According to Telangana Wakf board chairman, Mohd Saleem, a multi-storied building is under construction up at the Nampally Aneesul Ghurba orphanage at a cost of Rs 20 crore. An Islamic and Cultural Convention Centre is also being constructed in Hyderabad at a cost of Rs 40 crore while Rs five crore was authorised for the construction of Rubaat at Dargah of Mohiuddin Chisti at Ajmer.
Economic Assistance scheme
The Telangana government has also doled out economic assistance to ‘uplift’ the minorities in the state.

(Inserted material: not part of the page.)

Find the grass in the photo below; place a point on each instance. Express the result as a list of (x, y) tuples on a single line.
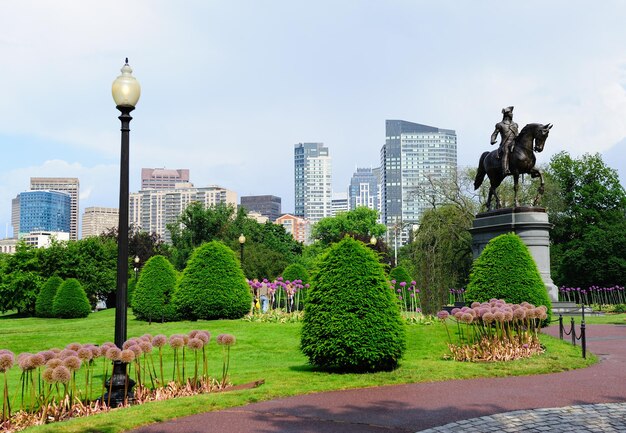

The state has distributed 542 Maruti Swift Dzire cars at a cost of Rs 24.04 crore under the Driver Empowerment Programme, the Telangana State Minorities Finance Corporation (TSMFC).
1,744 auto-rickshaws were distributed to the minority beneficiaries at a cost of Rs 12.76 crores through the ‘Own Your Autorickshaw scheme’. The State Minorities Finance Corporation has also distributed 10,072 sewing machines at the cost of Rs 8.03 crores. As many as 20,176 persons were granted loans by the corporation and an amount of Rs 172.77 crore was transferred to the beneficiaries.
Telangana’s Hindu majority left out from the welfare benefits extended to minorities
It is pertinent to note that the majority in Telangana, Hindus, are not extended the same benefits which are given to the minorities because of their faith. From economic assistance to scholarships to minority students, minorities benefit from the state government’s generosity but their Hindu counterparts are not provided with the same benefits. Though the Constitution of India forbids extension of benefits on the basis of one’s religion, several state governments, including Telangana, have continued implementing welfare schemes that discriminate on the grounds of one’s faith.
It is also worth noting that only Hindu temples and institutes are under the control of the state government. The State has no control over the minority institutes and religious places. The funds sourced from Hindu religious places are often used by the state governments to fulfil its pet schemes and projects aimed at appeasing minorities but Hindus, being in majority, are deprived of state-sponsored welfare schemes.